The attacks on Emanuel are a reminder that there is a narrow slice of Americans who not only don't trust government, but also have come to regard it as a dark conspirator in their lives. This peculiar brand of distrust helps create the conditions for fast-moving fear-mongering, especially on complex and emotionally charged topics like the life and death of the elderly and infirm. Prairie fires of that kind are hard to douse when the Administration's own plan for health care remains vague, weeks away from being ready for a public rollout. The health-care bill that recently passed the House does not contain, as some have suggested, any provisions that would deny treatment to the elderly, infirm or disabled like Sola's son. One provision allows doctors to be reimbursed for voluntary discussions of so-called living wills with patients, but does not in any way threaten to deny treatment to dying patients against their will.
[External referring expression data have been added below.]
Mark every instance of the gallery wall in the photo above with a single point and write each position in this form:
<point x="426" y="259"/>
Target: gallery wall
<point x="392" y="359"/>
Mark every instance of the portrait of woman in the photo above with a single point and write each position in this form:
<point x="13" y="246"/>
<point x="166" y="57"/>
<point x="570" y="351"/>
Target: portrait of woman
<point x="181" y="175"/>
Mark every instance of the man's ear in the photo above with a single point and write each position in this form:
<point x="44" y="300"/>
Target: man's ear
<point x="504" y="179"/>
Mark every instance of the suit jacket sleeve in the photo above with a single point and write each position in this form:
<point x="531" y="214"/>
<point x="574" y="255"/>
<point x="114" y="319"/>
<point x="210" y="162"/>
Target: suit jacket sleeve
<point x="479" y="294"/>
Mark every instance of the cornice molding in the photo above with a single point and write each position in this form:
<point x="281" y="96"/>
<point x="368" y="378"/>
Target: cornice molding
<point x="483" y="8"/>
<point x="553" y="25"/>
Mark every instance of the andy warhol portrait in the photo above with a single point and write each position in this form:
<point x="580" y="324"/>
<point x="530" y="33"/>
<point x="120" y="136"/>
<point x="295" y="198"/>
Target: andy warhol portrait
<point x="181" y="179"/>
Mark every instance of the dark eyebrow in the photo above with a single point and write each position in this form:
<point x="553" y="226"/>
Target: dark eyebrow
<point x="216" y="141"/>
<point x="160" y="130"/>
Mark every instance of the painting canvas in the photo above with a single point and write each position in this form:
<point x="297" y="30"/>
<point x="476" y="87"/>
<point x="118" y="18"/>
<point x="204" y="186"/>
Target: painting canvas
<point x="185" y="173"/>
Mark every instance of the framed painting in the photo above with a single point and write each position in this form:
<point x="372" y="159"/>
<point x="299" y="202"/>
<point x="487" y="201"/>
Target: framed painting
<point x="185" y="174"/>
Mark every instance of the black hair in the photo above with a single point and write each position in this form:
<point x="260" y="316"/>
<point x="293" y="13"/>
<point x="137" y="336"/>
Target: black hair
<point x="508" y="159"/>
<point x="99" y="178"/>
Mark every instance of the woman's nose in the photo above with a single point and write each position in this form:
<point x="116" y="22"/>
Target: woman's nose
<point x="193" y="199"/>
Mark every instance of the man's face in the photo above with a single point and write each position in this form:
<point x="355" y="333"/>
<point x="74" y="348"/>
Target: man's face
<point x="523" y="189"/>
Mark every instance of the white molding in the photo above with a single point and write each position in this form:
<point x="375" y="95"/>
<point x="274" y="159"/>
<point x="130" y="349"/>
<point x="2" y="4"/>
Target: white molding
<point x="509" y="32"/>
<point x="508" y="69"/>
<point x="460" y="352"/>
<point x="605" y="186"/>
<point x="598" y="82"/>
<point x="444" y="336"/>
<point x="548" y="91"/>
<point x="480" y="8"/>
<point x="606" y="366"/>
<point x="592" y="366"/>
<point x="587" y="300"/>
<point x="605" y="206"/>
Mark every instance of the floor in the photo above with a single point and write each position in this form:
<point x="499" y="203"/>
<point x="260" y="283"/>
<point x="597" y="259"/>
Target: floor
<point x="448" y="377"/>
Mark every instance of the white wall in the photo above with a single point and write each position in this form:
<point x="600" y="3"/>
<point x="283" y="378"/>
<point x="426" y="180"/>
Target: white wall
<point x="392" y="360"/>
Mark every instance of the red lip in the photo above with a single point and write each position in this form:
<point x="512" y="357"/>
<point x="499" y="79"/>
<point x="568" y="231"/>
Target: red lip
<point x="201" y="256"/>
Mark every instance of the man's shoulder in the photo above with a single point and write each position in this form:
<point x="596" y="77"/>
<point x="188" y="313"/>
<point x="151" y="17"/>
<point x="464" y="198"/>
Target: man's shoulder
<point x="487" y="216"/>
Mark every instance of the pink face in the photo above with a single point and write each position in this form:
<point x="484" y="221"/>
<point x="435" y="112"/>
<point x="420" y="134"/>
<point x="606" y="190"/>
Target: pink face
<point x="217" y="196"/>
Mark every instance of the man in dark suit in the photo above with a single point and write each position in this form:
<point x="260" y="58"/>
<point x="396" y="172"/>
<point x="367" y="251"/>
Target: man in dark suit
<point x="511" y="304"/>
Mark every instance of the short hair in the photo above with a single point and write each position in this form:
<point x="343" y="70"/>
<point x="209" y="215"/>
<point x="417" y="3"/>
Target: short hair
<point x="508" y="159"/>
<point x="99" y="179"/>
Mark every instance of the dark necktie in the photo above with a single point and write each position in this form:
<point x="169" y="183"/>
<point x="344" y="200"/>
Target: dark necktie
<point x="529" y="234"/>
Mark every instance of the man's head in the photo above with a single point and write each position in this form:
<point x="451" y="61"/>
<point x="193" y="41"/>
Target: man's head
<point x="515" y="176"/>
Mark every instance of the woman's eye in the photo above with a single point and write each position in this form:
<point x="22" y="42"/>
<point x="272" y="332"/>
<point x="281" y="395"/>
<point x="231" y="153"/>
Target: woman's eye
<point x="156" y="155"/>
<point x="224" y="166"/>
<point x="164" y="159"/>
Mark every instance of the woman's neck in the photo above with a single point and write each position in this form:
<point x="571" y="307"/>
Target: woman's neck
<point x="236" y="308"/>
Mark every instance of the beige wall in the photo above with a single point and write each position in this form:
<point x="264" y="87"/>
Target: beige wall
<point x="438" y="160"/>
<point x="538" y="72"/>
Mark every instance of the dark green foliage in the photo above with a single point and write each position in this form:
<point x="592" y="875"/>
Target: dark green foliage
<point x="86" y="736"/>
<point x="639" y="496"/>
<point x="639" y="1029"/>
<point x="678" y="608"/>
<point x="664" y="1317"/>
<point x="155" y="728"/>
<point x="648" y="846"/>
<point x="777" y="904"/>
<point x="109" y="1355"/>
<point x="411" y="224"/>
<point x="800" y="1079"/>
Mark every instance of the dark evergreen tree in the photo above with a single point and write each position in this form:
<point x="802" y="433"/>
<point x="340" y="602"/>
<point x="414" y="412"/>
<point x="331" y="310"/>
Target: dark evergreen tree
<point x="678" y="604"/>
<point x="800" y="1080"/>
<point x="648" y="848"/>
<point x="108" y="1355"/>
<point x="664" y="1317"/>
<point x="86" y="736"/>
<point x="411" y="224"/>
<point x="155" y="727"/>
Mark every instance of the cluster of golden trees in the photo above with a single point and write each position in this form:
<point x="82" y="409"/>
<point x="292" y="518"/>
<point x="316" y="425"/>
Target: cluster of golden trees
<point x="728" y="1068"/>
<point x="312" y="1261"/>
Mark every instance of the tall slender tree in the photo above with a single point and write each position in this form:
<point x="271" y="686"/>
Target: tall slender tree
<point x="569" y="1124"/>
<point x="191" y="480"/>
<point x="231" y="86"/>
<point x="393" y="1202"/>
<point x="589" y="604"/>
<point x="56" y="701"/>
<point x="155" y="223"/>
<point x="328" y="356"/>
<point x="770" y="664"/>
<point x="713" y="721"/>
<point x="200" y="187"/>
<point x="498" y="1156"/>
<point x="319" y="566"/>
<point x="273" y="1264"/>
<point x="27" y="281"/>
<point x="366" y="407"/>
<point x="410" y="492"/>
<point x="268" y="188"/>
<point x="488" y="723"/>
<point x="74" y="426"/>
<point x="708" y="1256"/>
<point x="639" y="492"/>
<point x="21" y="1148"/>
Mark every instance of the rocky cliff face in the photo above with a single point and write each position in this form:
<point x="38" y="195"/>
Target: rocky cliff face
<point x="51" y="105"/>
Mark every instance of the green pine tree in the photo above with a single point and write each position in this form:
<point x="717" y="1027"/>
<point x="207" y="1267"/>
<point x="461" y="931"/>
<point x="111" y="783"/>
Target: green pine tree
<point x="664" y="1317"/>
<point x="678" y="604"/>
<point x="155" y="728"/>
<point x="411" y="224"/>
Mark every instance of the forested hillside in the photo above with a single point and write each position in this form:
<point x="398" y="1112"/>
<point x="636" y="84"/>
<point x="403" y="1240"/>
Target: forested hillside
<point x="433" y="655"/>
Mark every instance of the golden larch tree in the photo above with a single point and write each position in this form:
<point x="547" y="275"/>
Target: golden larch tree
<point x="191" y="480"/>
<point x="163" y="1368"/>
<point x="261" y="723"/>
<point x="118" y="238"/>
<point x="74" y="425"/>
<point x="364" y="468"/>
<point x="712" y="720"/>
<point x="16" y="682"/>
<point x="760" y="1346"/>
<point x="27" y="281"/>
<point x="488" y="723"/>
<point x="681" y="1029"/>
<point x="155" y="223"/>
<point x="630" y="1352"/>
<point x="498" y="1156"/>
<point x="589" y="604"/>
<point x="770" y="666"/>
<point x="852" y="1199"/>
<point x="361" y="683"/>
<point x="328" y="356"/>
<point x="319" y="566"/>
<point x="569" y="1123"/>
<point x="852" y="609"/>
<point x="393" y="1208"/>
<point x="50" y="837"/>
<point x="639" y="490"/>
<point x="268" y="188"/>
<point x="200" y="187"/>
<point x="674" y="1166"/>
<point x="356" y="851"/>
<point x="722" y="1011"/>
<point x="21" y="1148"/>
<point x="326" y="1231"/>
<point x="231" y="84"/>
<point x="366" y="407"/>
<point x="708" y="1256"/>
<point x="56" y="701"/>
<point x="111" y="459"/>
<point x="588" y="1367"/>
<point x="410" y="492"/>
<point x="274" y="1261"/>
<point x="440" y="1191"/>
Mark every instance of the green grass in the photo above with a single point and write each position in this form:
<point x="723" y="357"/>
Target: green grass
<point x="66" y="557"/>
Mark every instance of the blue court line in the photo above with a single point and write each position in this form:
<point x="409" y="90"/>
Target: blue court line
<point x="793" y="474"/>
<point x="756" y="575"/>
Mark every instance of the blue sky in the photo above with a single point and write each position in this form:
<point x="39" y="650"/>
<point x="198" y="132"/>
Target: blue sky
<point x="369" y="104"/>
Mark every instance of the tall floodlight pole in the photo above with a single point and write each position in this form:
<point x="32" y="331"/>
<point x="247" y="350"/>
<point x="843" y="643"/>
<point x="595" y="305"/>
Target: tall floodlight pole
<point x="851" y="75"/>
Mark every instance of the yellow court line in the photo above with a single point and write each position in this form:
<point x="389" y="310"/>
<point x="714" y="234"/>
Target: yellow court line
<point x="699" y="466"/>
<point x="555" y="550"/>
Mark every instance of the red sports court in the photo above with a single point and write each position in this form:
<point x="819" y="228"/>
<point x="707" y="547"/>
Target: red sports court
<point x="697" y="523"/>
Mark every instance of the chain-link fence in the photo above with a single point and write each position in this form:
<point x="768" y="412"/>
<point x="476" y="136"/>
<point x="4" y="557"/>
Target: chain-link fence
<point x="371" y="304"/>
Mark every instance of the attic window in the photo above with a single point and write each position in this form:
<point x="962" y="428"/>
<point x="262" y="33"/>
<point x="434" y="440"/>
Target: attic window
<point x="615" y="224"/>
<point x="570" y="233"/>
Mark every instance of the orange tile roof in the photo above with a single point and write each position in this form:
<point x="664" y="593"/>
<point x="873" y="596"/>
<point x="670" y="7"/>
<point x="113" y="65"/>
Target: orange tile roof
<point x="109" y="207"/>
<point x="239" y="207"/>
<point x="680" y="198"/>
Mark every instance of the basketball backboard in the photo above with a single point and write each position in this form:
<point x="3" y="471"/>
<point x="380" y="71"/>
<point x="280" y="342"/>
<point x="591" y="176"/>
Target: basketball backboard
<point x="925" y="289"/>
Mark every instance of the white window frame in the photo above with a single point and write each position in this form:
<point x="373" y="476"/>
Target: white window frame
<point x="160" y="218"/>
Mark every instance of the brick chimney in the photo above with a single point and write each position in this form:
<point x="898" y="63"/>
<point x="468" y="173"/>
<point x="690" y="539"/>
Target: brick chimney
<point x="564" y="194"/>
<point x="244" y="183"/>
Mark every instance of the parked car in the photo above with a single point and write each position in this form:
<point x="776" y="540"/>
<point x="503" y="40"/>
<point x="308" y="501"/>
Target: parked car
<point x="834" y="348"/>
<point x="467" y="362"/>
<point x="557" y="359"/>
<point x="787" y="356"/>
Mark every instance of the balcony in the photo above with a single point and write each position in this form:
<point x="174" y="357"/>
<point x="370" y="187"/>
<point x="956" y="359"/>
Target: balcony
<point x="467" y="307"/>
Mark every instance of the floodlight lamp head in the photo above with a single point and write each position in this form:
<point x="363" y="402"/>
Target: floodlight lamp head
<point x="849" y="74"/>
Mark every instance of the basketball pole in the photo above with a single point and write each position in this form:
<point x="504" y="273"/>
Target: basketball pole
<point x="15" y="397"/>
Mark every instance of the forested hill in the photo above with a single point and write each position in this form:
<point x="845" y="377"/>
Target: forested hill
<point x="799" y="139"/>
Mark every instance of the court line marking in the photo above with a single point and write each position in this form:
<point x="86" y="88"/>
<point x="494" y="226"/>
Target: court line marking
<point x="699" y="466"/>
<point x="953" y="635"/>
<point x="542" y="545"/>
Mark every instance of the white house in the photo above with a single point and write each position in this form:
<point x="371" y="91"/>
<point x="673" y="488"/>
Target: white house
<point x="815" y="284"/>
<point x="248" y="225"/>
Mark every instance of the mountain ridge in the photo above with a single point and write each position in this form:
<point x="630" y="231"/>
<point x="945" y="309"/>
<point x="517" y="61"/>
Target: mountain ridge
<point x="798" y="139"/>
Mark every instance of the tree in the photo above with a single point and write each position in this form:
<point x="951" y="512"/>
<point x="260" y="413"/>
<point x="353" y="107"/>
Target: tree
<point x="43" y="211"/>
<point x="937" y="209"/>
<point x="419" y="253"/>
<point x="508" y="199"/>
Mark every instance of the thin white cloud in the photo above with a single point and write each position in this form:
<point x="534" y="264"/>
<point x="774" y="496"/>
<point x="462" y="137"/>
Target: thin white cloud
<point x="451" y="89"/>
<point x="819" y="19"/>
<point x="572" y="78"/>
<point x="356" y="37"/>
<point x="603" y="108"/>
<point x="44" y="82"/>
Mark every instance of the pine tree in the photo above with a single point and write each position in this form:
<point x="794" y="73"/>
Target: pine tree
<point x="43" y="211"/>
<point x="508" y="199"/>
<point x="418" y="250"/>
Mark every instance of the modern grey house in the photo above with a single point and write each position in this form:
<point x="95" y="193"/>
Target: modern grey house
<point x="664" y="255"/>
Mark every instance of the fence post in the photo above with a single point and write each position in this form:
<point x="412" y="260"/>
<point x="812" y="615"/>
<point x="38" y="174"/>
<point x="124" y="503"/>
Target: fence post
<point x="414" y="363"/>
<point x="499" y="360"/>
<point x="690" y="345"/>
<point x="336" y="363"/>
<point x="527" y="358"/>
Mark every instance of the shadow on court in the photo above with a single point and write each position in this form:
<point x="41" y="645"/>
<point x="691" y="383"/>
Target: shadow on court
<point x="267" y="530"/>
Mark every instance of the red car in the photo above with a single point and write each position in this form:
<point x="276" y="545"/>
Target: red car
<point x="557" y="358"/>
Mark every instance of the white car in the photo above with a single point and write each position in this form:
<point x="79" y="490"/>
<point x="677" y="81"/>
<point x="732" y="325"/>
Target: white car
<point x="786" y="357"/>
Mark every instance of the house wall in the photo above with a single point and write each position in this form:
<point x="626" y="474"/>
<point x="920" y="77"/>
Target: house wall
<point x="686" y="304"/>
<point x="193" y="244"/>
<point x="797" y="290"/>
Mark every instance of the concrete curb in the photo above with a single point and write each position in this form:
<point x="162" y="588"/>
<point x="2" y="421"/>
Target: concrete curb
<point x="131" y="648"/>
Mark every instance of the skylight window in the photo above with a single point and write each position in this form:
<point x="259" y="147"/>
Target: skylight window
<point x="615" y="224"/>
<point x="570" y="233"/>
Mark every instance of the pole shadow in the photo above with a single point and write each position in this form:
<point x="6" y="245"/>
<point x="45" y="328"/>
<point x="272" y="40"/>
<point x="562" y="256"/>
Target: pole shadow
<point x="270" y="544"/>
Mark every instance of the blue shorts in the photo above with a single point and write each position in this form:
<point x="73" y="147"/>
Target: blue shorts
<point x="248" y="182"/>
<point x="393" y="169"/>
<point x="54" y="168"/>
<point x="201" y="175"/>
The legislation anticipates saving hundreds of billions of dollars by reforming the health-care system itself, a process that would try to increase the efficiency of medical care by better connecting payments to health outcomes and discouraging doctors from unnecessary tests and procedures. The Obama Administration hopes that many of these reforms will be made in the coming years by independent panels of scientists, who will be appointed by the President and overseen by Congress. (See 10 health-care-reform players.)

This is where the criticism of Emanuel enters the picture, since he is just the sort of scientist who might be appointed to one of those panels. For decades, Emanuel has studied the ethics of medical care, especially in situations where a scarcity of resources requires hard decisions to be made. His work sometimes deals with the hardest possible decisions, like how to choose who gets a single kidney if there are three patients in need, or the reasons that doctors order tests with little medical value. Emanuel's reputation ranks him among the top members of his field. He is published often in the best journals; he has been given multiple awards for work to improve end-of-life care. At the White House, he has taken a free-floating role at the Office of Management and Budget, advising on a wide range of health issues.

But in a country where trust is in short supply, Emanuel has become a proxy for all the worst fears of government efforts to rein in costs by denying care. "The fundamental danger is that the American people are being asked to delegate all these life-influencing decisions," explains Betsy McCaughey, the conservative scholar who wrote the New York Post attack on Emanuel. "There is a lack of transparency here."

In her Post article, McCaughey paints the worst possible image of Emanuel, quoting him, for instance, endorsing age discrimination for health-care distribution, without mentioning that he was only addressing extreme cases like organ donation, where there is an absolute scarcity of resources. She quotes him discussing the denial of care for people with dementia without revealing that Emanuel only mentioned dementia in a discussion of theoretical approaches, not an endorsement of a particular policy. She notes that he has criticized medical culture for trying to do everything for a patient, "regardless of the cost or effects on others," without making clear that he was not speaking of lifesaving care but of treatments with little demonstrated value. "No one who has read what I have done for 25 years would come to the conclusions that have been put out there," says Emanuel. "My quotes were just being taken out of context."

For Emanuel, the entire experience has been a painful education in the sometimes brutal ways of politics, something his brother has long endured and dolled out. "I guess I have a better appreciation for what Rahm had to go through for years and years," Emanuel says. But that appreciation does not solve the question raised by the controversy. There is universal understanding that the nation's fiscal course is doomed without major changes to health care, but whom will the American people trust to carry it out?

Emanuel, for his part, plans to continue his work, which is focused on finding the most equitable and ethical way for this reform to be carried out, even if he has opted against returning from the Italian Alps. "I am an Emanuel," he says. "We are pretty thick-skinned. I am not going to change my colors. I am not going to crawl under a rock."